1. ## Rings

Prove that R is commutative if and only if R' is commutative.

2. What is R'?

3. Originally Posted by bookie88
Prove that R is commutative if and only if R' is commutative.
Originally Posted by Tinyboss
What is R'?
I'm going to take a wild guess. Let $\displaystyle R$ be a commutative ring and $\displaystyle \phi:R\to R'$ an epimorphism. Then, $\displaystyle R'$ is commutative. To see this let $\displaystyle \phi(r),\phi(s)\in R'$ then $\displaystyle \phi(r)\phi(s)=\phi(rs)=\phi(sr)=\phi(s)\phi(r)$

4. Originally Posted by Drexel28
I'm going to take a wild guess. Let $\displaystyle R$ be a commutative ring and $\displaystyle \phi:R\to R'$ an epimorphism. Then, $\displaystyle R'$ is commutative. To see this let $\displaystyle \phi(r),\phi(s)\in R'$ then $\displaystyle \phi(r)\phi(s)=\phi(rs)=\phi(sr)=\phi(s)\phi(r)$
It is an 'if and only if', so we would need an isomorphism (epimorphism gives the 'if', monomorphism gives the 'only if').

5. Originally Posted by Swlabr
It is an 'if and only if', so we would need an isomorphism (epimorphism gives the 'if', monomorphism gives the 'only if').
Why bother with the monomorphism bit? If $\displaystyle \phi:R\to R'$ is an isomorphism then it is an epimorphism and so the above proof works, and since $\displaystyle \phi^{-1}:R'\to R$ 1is an epimorphism too the conclusion follows.

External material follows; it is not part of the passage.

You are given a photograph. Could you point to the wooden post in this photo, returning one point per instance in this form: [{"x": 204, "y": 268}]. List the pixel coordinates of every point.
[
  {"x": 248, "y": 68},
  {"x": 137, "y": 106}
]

6. Originally Posted by Drexel28
Why bother with the monomorphism bit? If $\displaystyle \phi:R\to R'$ is an isomorphism then it is an epimorphism and so the above proof works, and since $\displaystyle \phi^{-1}:R'\to R$ 1is an epimorphism too the conclusion follows.
One way is as easy as the other. I explained it in that way as I had maybe thought you had meant monomorphism as opposed to epimorphism, so I had thought about both cases.